It works but the differences I m seeing are so tiny that they disappear into reasonable test error. Just as you suggested from the start, I will concentrate on memory for now.


----------



## Space Lynx (Jan 11, 2021)

mervincm said:


> It works but the differences I m seeing are so tiny that they disappear into reasonable test error. Just as you suggested from the start, I will concentrate on memory for now.



I'm really happy with this mobo personally. for only $220 and I have insane vrm cold temps... i dont think i have seen them break 40 celsius even during stress... lol  really great stuff considering the price paid. also really like the io shield being built into the mobo, and just overall thickness of the board speaks quality.  i like it anyway, best mobo i ever had. worth it to spend $70 more on this over a $150 mobo, considering the jump in quality.


----------



## NastyStyle (Feb 18, 2021)

Hello all,

So I built my first PC about two months ago and I'm having issues getting the RAM to run at the labeled speed of 4000mhz.
Specs=
CPU: Ryzen 9 5900x
Mobo: MSI mag x570 Tomahawk Wifi
GPU: MSI trio 3080
Ram: Teamgroup xtreem argb 4x8gb 4000 mhz

Attached are memory and SPD snips from CPU-Z

Currently using axmp profile 1 in BIOS and clearly not getting the full speed.

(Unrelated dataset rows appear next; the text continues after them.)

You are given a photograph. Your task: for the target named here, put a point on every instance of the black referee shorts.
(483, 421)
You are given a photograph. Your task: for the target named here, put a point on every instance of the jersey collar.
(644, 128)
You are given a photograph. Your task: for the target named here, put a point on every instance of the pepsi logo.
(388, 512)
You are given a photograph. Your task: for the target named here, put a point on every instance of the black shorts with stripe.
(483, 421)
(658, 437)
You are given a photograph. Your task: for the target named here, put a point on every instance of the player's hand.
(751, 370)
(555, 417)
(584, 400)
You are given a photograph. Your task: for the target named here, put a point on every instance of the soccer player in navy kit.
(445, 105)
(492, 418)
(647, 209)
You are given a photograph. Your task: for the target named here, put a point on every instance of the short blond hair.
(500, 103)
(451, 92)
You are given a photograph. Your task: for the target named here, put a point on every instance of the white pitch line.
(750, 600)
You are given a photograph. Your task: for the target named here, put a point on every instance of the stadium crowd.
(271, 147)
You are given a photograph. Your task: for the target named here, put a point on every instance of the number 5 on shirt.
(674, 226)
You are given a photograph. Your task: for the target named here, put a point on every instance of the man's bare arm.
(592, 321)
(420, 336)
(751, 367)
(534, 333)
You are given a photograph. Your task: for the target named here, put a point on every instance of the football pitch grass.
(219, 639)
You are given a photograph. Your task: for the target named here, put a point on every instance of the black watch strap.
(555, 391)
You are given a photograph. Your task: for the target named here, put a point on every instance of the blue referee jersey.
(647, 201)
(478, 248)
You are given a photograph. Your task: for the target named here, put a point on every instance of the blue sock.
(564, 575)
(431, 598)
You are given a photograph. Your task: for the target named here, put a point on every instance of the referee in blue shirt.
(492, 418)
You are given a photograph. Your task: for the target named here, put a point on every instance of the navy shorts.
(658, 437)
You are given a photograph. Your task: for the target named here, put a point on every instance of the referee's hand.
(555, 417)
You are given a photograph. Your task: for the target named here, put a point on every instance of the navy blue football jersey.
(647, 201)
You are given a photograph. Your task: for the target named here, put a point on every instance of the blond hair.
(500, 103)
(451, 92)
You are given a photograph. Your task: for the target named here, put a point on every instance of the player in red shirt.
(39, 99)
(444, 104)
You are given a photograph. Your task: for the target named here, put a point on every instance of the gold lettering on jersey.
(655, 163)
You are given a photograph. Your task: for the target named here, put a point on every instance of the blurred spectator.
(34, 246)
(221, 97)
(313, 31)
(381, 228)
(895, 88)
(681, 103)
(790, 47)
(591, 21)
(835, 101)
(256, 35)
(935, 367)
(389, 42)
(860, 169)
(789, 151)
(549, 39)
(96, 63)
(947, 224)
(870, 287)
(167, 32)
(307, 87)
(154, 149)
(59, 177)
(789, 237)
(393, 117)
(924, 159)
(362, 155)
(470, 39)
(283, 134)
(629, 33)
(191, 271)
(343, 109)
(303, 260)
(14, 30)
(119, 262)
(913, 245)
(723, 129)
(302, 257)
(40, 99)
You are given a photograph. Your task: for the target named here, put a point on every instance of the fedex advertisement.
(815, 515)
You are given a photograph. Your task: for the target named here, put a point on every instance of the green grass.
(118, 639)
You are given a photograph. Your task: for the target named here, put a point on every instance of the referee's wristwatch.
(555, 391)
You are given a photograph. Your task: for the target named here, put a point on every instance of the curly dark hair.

In Bios it even shows dram speed is only 2400. Any suggestions???

Edit: Bios is up to date, updated today to latest.

Also guess I should mention I'm a noob when it comes to bios configuration (advanced ram settings and stuff)


----------



## mervincm (Feb 18, 2021)

4000 is not trivial, and not always even possible. 2400 is likely the other extreme, obviously not where you want to be. 
I have 4x8 samsung bdie-4133kit, and so far I have found 3733-16-15-15-15 ut w GDM enabled to be a solid daily driver config and it might be a good starting point for you as well. 

To get something to start with, use the ryzen calculator, put in something between 3600 or 3733 and fill in your details and try the safe values.
It is apparently not ideal for these CPUs but I used it to find something better than the 2133 my ram defaults to.


----------